The client is a regional health system managing multiple hospitals, outpatient clinics, and community care programs across a diverse patient population. The organization faced challenges in reducing preventable hospital readmissions due to fragmented clinical data spread across EHR systems, care management platforms, and community health sources. Limited interoperability and inconsistent data access made it difficult to identify high-risk patients and coordinate timely interventions. To address these challenges and improve care outcomes, the health system partnered with Zymr.

Key Outcomes

19% Reduction in Hospital Readmissions Within 12 Months
Unified Clinical Data Layer Across Multiple Source Systems

Business Challenges

The health system struggled with disconnected data across multiple EHRs, care management tools, and community health systems. Clinical and operational data existed in silos, limiting visibility into patient journeys and making it difficult for care teams to coordinate interventions effectively.

Without a reliable interoperability framework, patient data was inconsistent and difficult to normalize for analytics and reporting. Care managers lacked real-time insights into high-risk patients, resulting in delayed follow-ups and missed opportunities for proactive care.

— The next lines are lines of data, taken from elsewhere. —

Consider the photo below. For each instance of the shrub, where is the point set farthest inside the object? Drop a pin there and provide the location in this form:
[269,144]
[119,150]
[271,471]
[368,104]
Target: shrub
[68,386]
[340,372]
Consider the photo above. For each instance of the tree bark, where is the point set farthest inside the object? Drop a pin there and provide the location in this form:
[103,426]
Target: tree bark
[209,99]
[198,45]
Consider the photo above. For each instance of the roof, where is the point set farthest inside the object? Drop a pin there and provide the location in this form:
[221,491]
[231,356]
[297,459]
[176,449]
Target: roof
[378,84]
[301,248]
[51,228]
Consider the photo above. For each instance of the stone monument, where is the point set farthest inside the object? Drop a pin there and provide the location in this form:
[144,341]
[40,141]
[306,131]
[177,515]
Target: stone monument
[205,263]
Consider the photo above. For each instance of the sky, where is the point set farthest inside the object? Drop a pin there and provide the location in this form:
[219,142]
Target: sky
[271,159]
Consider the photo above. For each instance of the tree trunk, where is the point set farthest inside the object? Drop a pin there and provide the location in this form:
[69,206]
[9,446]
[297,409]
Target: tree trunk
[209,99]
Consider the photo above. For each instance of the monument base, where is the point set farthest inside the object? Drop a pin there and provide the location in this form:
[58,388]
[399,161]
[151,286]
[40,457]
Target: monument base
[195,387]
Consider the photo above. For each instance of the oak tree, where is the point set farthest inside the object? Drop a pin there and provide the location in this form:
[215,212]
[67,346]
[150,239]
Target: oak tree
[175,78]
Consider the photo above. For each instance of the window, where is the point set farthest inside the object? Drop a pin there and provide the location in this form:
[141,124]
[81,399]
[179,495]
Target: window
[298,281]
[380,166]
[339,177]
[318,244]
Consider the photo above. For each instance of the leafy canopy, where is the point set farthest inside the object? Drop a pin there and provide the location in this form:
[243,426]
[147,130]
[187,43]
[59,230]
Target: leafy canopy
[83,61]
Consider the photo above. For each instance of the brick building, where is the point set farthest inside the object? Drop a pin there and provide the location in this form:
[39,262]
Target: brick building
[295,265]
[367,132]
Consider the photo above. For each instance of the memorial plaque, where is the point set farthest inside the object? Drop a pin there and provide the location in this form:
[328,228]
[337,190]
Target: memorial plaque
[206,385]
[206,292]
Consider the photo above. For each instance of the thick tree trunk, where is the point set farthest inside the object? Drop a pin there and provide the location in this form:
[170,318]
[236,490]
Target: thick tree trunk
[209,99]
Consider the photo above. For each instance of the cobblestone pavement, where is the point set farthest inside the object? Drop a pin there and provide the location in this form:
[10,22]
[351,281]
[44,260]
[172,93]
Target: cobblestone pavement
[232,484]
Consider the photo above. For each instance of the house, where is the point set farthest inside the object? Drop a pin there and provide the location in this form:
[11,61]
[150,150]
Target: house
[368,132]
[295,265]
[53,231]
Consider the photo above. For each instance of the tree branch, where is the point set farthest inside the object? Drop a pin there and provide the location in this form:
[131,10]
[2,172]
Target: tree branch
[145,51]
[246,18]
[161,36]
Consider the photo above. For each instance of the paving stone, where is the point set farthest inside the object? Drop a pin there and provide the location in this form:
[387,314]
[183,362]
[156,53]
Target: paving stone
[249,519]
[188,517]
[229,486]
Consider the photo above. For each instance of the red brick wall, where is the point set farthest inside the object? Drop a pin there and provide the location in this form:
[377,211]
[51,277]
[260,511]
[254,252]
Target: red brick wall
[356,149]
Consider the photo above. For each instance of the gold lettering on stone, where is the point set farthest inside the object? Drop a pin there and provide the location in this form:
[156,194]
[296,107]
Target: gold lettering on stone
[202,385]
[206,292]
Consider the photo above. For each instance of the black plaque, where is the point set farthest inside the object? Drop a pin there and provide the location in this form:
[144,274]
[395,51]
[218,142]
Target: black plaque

The organization also faced challenges in population health segmentation and quality reporting. Existing workflows relied heavily on manual processes, reducing efficiency and limiting the ability to scale care coordination programs across the network.

The health system needed a scalable interoperability and analytics platform capable of integrating FHIR and HL7 data, improving patient visibility, and enabling proactive population health management.

Business Impacts / Key Results Achieved

Zymr helped the health system build an interoperability-to-analytics pipeline that unified clinical data across multiple systems and enabled proactive care management workflows. The solution improved patient visibility, strengthened care coordination, and supported data-driven population health initiatives.

  • 19% Reduction in Hospital Readmissions Within 12 Months
  • FHIR and HL7 Data Unified Across Multiple Systems
  • Improved High-Risk Patient Identification and Segmentation
  • Enhanced Care Coordination Across Clinical Teams
  • Faster Access to Analytics-Ready Population Health Data

Strategy and Solutions

Zymr implemented a scalable population health platform designed to connect fragmented healthcare systems and enable proactive care management.

  • FHIR and HL7 Data Integration
    Integrated clinical and operational data from multiple EHRs, care management systems, and community health platforms using FHIR and HL7 standards.
  • Interoperability-to-Analytics Pipeline
    Built a governed data pipeline that normalized and transformed source data into an analytics-ready dataset for reporting and population health analysis.
  • Population Health Segmentation
    Enabled advanced patient segmentation to identify high-risk populations and prioritize care interventions.
  • Proactive Care Management Workflows
    Implemented workflows that supported timely follow-ups, care coordination, and preventive outreach initiatives.
  • Centralized Clinical Data Layer
    Created a unified data foundation that improved visibility into patient history, care gaps, and longitudinal health outcomes.
  • Analytics and Reporting Enablement
    Delivered dashboards and reporting capabilities that provided actionable insights into readmission trends, quality measures, and operational performance.